Well, right now, Magic Tree House has sold over 50 million books in this country; and then we’re best sellers in a lot of other countries. We’re best sellers in Germany and France and Italy and Korea and Japan, to name a few. I believe we’re in 29 countries, but we’ve had the wonderful experience this past month of visiting Japan where the series is the second best seller after Harry Potter of series.
They had a national contest of bookstores to come up with displays for the series and of schools to submit. The prize would be a visit from me and the schools would submit why they loved the series. My husband and I went over and visited all these bookstores in Japan; our publishers there took us around; and then we went to the Japanese schools and had a wonderful time.
We really felt: oh, my God — kids are the same everywhere. You know, there was such a similarity in those readers and the readers here. We just went to a Navajo reservation in New Mexico — the kids were reading Magic Tree House there — and the Navajo children were just like the Japanese children, just like the American children.
We’re getting this great sense of kids being connected.

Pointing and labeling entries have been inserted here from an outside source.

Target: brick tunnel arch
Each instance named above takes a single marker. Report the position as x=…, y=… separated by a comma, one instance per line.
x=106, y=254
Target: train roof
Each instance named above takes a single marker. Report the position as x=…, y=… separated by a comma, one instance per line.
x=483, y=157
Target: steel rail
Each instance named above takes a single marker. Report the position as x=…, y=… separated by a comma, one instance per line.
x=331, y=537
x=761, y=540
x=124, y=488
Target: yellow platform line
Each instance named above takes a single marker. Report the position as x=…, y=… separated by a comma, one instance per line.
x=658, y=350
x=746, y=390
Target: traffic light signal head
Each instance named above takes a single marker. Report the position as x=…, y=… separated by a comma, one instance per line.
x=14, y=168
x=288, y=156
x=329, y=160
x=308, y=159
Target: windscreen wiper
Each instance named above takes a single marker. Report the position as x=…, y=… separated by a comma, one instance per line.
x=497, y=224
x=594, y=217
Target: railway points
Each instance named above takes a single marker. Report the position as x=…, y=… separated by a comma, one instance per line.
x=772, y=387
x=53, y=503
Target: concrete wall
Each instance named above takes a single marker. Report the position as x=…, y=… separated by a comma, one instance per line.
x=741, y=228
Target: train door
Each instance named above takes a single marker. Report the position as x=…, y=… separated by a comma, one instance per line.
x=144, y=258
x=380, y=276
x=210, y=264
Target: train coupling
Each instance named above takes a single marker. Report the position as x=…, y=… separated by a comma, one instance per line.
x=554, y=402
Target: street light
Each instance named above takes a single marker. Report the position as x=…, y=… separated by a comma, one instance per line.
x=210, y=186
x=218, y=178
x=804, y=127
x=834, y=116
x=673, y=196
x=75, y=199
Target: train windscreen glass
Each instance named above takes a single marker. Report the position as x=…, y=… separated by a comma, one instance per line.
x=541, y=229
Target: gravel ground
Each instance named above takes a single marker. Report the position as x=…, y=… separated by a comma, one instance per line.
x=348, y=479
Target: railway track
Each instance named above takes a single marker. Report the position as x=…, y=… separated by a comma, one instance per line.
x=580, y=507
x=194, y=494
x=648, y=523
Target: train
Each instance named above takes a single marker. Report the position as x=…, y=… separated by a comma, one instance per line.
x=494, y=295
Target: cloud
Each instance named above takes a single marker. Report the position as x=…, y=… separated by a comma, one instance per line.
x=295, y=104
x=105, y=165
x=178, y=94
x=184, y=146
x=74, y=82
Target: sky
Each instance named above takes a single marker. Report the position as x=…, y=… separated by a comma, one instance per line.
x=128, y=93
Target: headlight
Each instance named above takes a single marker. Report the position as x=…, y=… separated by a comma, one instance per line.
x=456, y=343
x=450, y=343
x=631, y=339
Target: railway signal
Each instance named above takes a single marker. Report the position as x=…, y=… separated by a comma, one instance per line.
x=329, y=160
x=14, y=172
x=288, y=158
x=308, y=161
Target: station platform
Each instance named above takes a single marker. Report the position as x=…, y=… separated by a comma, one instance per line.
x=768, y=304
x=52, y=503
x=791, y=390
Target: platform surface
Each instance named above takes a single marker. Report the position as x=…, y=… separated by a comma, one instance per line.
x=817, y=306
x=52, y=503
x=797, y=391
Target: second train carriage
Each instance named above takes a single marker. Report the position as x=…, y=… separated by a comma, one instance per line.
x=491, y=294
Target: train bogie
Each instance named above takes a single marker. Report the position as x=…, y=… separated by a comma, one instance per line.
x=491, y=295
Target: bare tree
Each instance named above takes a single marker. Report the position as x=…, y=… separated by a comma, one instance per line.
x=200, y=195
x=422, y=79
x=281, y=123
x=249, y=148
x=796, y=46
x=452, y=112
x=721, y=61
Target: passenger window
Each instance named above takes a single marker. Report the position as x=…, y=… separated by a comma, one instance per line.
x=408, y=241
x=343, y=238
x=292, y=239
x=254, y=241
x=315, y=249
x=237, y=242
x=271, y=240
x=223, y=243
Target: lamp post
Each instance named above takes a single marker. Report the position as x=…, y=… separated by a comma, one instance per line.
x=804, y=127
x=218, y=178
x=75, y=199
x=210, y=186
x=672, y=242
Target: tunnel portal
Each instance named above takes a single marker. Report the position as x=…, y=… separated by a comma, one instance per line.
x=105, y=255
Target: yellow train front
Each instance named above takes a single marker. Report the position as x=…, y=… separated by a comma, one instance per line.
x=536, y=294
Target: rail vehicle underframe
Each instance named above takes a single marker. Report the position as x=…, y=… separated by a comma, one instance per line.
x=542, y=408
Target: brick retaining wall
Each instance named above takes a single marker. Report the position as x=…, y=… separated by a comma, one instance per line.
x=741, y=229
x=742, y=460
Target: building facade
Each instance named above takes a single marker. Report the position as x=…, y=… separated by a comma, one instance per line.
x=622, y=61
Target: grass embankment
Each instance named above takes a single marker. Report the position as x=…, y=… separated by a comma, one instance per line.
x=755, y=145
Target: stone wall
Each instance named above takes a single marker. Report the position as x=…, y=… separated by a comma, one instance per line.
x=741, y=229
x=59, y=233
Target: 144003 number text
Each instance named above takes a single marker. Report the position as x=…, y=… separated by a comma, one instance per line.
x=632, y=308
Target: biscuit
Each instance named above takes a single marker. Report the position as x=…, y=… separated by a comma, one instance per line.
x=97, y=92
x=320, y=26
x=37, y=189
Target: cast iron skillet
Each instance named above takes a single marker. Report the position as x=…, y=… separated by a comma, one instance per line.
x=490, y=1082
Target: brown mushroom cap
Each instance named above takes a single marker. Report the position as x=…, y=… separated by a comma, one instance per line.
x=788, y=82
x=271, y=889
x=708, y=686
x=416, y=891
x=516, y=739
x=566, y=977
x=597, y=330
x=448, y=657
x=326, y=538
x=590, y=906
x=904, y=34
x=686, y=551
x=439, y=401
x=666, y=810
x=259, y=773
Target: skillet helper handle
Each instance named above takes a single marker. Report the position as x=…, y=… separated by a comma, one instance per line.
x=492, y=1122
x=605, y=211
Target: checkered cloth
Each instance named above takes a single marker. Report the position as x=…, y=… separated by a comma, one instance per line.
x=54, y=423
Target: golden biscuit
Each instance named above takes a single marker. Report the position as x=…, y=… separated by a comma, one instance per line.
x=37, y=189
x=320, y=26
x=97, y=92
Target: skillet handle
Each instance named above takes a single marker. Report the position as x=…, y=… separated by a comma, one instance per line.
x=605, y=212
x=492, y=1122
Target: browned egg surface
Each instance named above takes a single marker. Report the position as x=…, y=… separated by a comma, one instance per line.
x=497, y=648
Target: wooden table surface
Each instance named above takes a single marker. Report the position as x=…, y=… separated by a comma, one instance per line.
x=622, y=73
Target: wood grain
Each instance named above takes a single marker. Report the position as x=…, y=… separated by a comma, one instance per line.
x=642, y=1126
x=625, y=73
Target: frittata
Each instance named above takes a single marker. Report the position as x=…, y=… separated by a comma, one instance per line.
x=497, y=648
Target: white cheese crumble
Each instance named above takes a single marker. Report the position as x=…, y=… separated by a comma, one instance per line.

Not that the series connects them, but the series is the evidence or the lens of you can look at the kids through to say: you know, kids are really
I don’t want to sound Pollyanna, but they’re wonderful everywhere. They identify with Jack and Annie who have super values and are responsible and good learners and want to help people.
These little kids in all these other countries feel the same and they want to learn about the world. It’s very heartening. We love now this idea of traveling internationally to meet readers; and we may go to Europe in the next year to visit some of the readers over there.